在用户输入特定数字之前，有什么方法可以创建数组？

Question

When we create an array with unknown size then we use malloc() function.

Here is the code when I want to take the array size from user as an input.

int* ptr, len;
printf("Please enter the size number:");
scanf_s("%d", &len);

ptr = (int*)malloc(len * sizeof(int));

for (int i = 0; i < len; i++)
    {
        printf("Enter the %d. number: ", i+1);
        scanf_s("%d", ptr + i);
    }

But here is the question I want to build an application where user doesn't indicate any size value and enters the numbers so that place them into an array. Array is filling but hasn't got any limits. It hasn't allocated any memory initially like my code above. Only limit is that user enters a specific number (say -5) then, array is being stopped. And prints out the values.

In essence: I am looking for memory allocation but allocation will be decided on specific user input.

Realloc edit that runs the code infnitely and never displays the array

int i = 0,ctr=0;
int* ptr = (int*)malloc(sizeof(int));
do
{
    printf("Enter the %d. value: \n",i+1);
    scanf_s("%d", ptr + i);
    ctr += 1;
    ptr = (int*)realloc(ptr, (i + 2) * sizeof(int));
    i += 1;
} while (*(ptr+i)!=-1);

Answer 1

This worked for me.

#include<stdio.h>
#include<stdlib.h>
int main()
{
    int *ptr,n;
    ptr = (int *)malloc(sizeof(int)); // 
    int i = 0;
    while(1)
    {
        puts("Enter a number");
        scanf(" %d",&n);// Take the value
        if(n == -5) //
        {
            *(ptr + i) = n; //if you don't wish to add -5 to your array remove this 
                // statement and following i++
            i++;
            break;
        }
        else
        {
            *(ptr + i) = n;
            ptr = realloc(ptr,(i+2)*sizeof(int));// reallocating memory and 
                           // passing the new pointer as location in memory can 
                            // change during reallocation.
            i++;
        }
    }
    int end = i;// Saving the number of elements.
    for(i=0;i<end;i++)
        printf(" %d\n",ptr[i]);
    return 0;
}

Answer 2

You can use the standard function realloc or define a list. In the last case the access to elements of a list will be sequantil.
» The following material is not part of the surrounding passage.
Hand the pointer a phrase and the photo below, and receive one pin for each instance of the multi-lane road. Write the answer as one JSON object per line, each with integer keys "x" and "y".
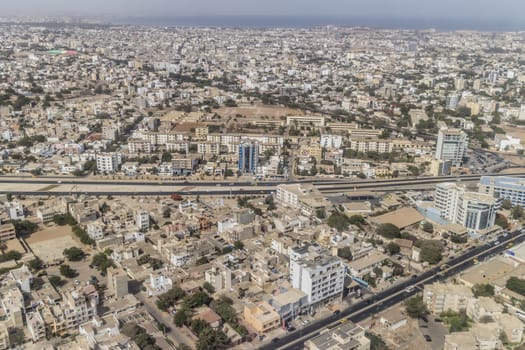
{"x": 67, "y": 185}
{"x": 394, "y": 294}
Here is a demonstrative program that shows how the function realloc can be used to enter a sequence of numbers terminated by a sentinel value.

#include <stdio.h>
#include <stdlib.h>

int main( void )
{
    int *p = NULL;
    size_t n = 0;

    int allocation_failed = 0;
    const int Sentinel = -1;

    printf( "Enter a sequence of values (%d - exit): ", Sentinel );

    for (int value; !allocation_failed         &&
                    scanf( "%d", &value ) == 1 &&
                    value != Sentinel; )
    {
        int *tmp = realloc( p, ( n + 1 ) * sizeof( *p ) );

        if (!( allocation_failed = tmp == NULL ))
        {
            p = tmp;
            p[n++] = value;
        }
    }

    for (size_t i = 0; i < n; i++ )
    {
        printf( "%d ", p[i] );
    }

    putchar( '\n' );

    free( p );
}

The program output might look like

Enter a sequence of values (-1 - exit): 0 1 2 3 4 5 6 7 8 9 -1
0 1 2 3 4 5 6 7 8 9

Pay attention to that you may not use the same pointer in a call of realloc like for example

int *p = realloc( p, ( n + 1 ) * sizeof( *p ) );

because in general the function realloc can return a null pointer. In this case the address of the already allocated memory will be lost due to reassigning the pointer p will a null pointer.